Here’s a slap that I’m calling the “I’ve seen it too often” slap. It’s about weddings.
My better half is pretty upset with me because I refuse to go to any more weddings. It doesn’t matter if it’s for family, friends or the children of friends. I’m done.
I’ve been going to weddings since 1972, and to the best of my knowledge, whether they occurred in the last six or seven years or as far back as my early college years, I can’t think of one couple who is still together.
Aside from the extraordinary costs of weddings, which range from $23,000 to $26,000 (I’ve seen much more wasted on these one-day extravaganzas), when marriages fall apart – which they are doing at an increasing rate – the issue of property comes up.
Just a few weeks ago, a friend of mine came to me and asked if I would look at their assets to see if I could help her understand how they should be divided.
It seems her better half got up one day and decided he wasn’t happy and wanted out.

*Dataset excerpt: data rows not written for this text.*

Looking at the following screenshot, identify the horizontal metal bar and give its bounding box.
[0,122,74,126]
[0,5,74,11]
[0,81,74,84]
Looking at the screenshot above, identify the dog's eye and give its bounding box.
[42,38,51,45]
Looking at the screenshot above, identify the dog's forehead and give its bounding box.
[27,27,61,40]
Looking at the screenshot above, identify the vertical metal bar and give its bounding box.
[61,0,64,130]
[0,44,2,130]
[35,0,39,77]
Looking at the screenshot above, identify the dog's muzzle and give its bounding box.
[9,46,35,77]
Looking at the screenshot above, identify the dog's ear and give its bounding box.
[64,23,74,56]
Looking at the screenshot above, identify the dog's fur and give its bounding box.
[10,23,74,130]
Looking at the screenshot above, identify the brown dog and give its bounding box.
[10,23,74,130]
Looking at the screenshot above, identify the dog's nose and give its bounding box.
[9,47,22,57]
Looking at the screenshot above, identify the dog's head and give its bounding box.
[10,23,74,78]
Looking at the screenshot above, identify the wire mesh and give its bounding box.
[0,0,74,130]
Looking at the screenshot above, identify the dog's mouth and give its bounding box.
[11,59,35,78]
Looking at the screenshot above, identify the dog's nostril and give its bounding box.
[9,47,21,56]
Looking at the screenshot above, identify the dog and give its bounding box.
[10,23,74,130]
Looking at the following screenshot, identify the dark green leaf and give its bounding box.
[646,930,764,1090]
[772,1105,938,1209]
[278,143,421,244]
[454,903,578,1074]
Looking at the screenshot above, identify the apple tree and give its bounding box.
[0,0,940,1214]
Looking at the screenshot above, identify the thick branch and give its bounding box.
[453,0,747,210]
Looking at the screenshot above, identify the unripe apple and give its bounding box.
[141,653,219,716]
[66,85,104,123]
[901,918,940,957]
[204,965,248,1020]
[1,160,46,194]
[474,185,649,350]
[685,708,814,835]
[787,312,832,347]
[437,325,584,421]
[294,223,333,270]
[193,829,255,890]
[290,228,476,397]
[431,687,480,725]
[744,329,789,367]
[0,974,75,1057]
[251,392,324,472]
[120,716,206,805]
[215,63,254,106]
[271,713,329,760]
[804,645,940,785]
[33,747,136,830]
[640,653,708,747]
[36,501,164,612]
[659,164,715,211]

Where have I heard that before?
They had accumulated a great deal of cash, investments and income-producing properties. And the half who had decided he wanted out had also presented her with a list of what he wanted.
I’m sure you’re not going to be surprised by the fact that she considers his demands ridiculous. Forgive me if this is beginning to sound like a story you’ve heard 100 times before.
The point of all of this is that no matter how much money you have when you enter the contractual agreement that we call marriage (don’t kid yourself, marriage is as much a business arrangement as it is a relationship), you need to set some kind of boundaries concerning the assets that you have and will accumulate.
This is better known as a prenup.
When a marriage dissolves, the emotional stress is hard enough. But when you add the feeling of being cheated, which is exactly how it feels when one party appears to be making unreasonable demands, it escalates from one of the most disturbing events you can have in your life to a virtual fistfight.
When you consider that the divorce rate among boomers has doubled since 1990, it only makes sense to look at this thing realistically. Prenups just make sense.
Have I become a calloused, unfeeling, aging baby boomer? I prefer to think of myself as more experienced and realistic. But no matter!
If you’re watching this video, you either are trying to accumulate money and assets or have already done so. In either event, it sounds like a great idea to me to have some kind of plan in place if the divorce trend strikes home.
Considering that from 1990 to 2015 the rate of divorce among adults ages 50 and older increased by 109%, it sounds like a good bet.
And the older we get, the more complex the separation of assets gets, especially when it comes to pensions.
This is for real!
Laws vary from state to state on how marital assets are handled, but a legal arrangement before you commingle assets is something that will benefit both partners emotionally and financially.